Details
- Date: February 14, 1956 8:12 a.m
- Location: Santiago
- Country: Chile
- Line: Santiago - Cartagena
- Operator: Empresa de los Ferrocarriles del Estado
- Incident type: rear collision
- Cause: Signal passed at danger

Statistics
- Trains: 2
- Deaths: 23
- Injured: 198

= 1956 Santiago rail crash =

Railway incident in Chile

The 1956 Santiago rail crash occurred on February 14, 1956, at 8:12 a.m. near the Chilean capital Santiago on the branch to Cartagena and killed 23 people.

Two trains left the capital twelve minutes apart, seven kilometres into their journeys, the second train ran into the back of the first; destroying a wooden, third-class carriage. Twenty-three people were killed and 198 injured. President Carlos Ibáñez del Campo ordered an immediate enquiry; the driver of the rear train was found to be at fault.
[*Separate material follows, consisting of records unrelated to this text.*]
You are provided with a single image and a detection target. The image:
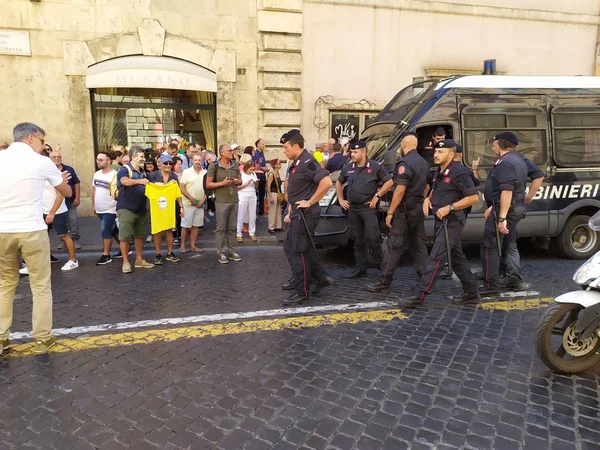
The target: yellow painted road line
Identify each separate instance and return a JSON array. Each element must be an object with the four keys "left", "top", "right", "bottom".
[
  {"left": 2, "top": 309, "right": 408, "bottom": 357},
  {"left": 479, "top": 297, "right": 554, "bottom": 311}
]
The accident happened just seven months after a very similar accident at San Bernardo twenty kilometers south of the city killed 38 people.

==Ghost train sightings==

Several years after the accident, several Maipú residents started to report hearing something similar to a train horn, which seemed to come from the track nearby Avenida 5 de Abril, Most of them said that when they go outside, there is nothing. The train horn seems to be loud, as residents from other communes like Lo Espejo, Pudahuel, Quinta Normal and even Santiago Centro reported hearing the same noise.